# Battery Wire in Gunnel...



## FlyBye (Sep 15, 2011)

I saw a post some time ago that a fella ("fishstick") on the forum ran his battery wire through the gunnel (gunwale) of his Tracker Grizzly jon boat. Has anyone else tried running their wire with that method? I was hoping that someone might have some photos of the finished task and also pointers on the method they chose when drilling under the Grizzly gunnel where the transom brace meets the side.

Sounds like a great way for a clean install.
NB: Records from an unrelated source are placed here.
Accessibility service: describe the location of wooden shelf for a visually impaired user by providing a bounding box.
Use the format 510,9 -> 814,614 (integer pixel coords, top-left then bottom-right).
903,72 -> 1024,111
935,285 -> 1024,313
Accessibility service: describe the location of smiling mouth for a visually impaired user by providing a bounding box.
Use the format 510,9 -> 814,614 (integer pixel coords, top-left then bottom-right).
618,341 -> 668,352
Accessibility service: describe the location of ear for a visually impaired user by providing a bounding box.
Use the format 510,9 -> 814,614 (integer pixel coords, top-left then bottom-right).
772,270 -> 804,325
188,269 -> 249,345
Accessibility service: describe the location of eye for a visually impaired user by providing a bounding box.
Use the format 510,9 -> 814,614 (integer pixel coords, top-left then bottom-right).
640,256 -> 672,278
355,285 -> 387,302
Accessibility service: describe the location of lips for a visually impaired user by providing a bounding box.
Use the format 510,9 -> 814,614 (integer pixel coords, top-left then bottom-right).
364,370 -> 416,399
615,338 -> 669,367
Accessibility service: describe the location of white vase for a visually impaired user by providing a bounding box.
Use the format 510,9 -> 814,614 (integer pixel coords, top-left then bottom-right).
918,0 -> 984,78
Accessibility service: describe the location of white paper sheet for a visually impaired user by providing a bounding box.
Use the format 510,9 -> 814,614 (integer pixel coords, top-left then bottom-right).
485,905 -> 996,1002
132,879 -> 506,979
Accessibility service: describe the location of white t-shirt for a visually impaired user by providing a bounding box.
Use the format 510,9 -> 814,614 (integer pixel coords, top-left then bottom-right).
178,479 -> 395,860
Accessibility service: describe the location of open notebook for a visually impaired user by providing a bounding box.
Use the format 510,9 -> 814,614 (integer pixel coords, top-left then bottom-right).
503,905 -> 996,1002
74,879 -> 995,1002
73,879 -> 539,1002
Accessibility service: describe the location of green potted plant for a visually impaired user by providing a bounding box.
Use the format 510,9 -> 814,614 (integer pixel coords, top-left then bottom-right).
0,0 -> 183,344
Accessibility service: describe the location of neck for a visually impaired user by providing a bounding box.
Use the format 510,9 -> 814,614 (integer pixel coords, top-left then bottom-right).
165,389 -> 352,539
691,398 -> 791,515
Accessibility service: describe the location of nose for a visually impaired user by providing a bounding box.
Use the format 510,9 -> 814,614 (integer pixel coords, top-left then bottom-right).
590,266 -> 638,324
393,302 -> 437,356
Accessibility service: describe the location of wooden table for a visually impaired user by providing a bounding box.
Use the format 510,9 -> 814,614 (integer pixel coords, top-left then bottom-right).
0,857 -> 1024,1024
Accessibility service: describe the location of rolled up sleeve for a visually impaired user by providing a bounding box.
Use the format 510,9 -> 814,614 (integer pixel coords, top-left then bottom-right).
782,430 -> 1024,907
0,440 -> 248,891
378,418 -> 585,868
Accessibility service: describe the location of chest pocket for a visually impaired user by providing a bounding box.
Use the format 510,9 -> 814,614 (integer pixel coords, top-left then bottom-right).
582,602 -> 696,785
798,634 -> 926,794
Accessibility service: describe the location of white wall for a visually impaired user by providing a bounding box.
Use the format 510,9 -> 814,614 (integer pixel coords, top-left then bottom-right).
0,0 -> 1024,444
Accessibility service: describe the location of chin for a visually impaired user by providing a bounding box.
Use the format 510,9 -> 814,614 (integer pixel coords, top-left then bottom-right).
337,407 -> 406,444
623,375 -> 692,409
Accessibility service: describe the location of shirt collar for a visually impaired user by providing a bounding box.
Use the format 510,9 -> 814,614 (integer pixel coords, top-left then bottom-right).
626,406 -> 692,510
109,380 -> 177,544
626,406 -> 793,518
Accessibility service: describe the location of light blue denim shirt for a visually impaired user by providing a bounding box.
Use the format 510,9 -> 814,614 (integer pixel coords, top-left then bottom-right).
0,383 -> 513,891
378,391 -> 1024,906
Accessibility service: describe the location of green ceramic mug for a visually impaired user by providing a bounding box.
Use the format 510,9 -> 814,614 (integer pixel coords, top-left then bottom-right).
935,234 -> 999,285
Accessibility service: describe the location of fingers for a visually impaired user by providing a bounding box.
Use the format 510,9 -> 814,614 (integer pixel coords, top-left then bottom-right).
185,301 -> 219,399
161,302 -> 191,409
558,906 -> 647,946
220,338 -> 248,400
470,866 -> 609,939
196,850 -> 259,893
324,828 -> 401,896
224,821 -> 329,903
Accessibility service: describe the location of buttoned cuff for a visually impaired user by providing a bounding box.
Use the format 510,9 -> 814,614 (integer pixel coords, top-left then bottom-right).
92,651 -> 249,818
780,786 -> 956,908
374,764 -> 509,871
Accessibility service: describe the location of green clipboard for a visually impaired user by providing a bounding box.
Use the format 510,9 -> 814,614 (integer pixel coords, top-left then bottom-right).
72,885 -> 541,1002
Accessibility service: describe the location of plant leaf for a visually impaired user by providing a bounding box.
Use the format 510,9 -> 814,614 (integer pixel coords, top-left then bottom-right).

Anyone with photos or instructions on how you successfully did it?


----------



## shawnfish (Sep 16, 2011)

just like it sounds,drill your holes where the wire exits the gunnel and use a fish tape to run them,,


----------



## Butthead (Sep 16, 2011)

Was he actually running it through the gunnel or through the Versatrack?


----------



## FlyBye (Sep 16, 2011)

shawnfish said:


> just like it sounds,drill your holes where the wire exits the gunnel and use a fish tape to run them,,


It doesn't sound like you are familiar with the newer Tracker Grizzly jon boats... There are no wires that come installed in the gunnel. There is little room to hold a drill where the transom brace meets the side wall (under the gunnel).



Butthead said:


> Was he actually running it through the gunnel or through the Versatrack?


Apparently, he was running the wire in the inside of the gunnel where the wire would be unseen and completely incased (it is supposed to be hollow). I don't see how you drill a hole (in the rear) without using one of those flexible shafts to connect a bit. There isn't much room for a drill. A dremmel tool could be used to cut or grind an opening underneath, but what a mess it would be, it wouldn't be desirable.


----------



## shawnfish (Sep 17, 2011)

I MEANT DRILL THE HOLES WHERE YOU WANT TO RUN YOUR WIRES, I REALIZE THE WIRES DONT COME RAN IN THERE FROM THE FACTORY. AND YOU ARE CORRECT, NOT FAMILIAR WITH JOHN BOATS AT ALL. WORK FINE WITH MY V, NICE AND NEAT. SORRY FOR THE MISUNDERSTANDING.


----------



## jojo (Sep 20, 2011)

I did this with my boat and it worked well. Not really much to show for a pic as the wires cannot be seen.


----------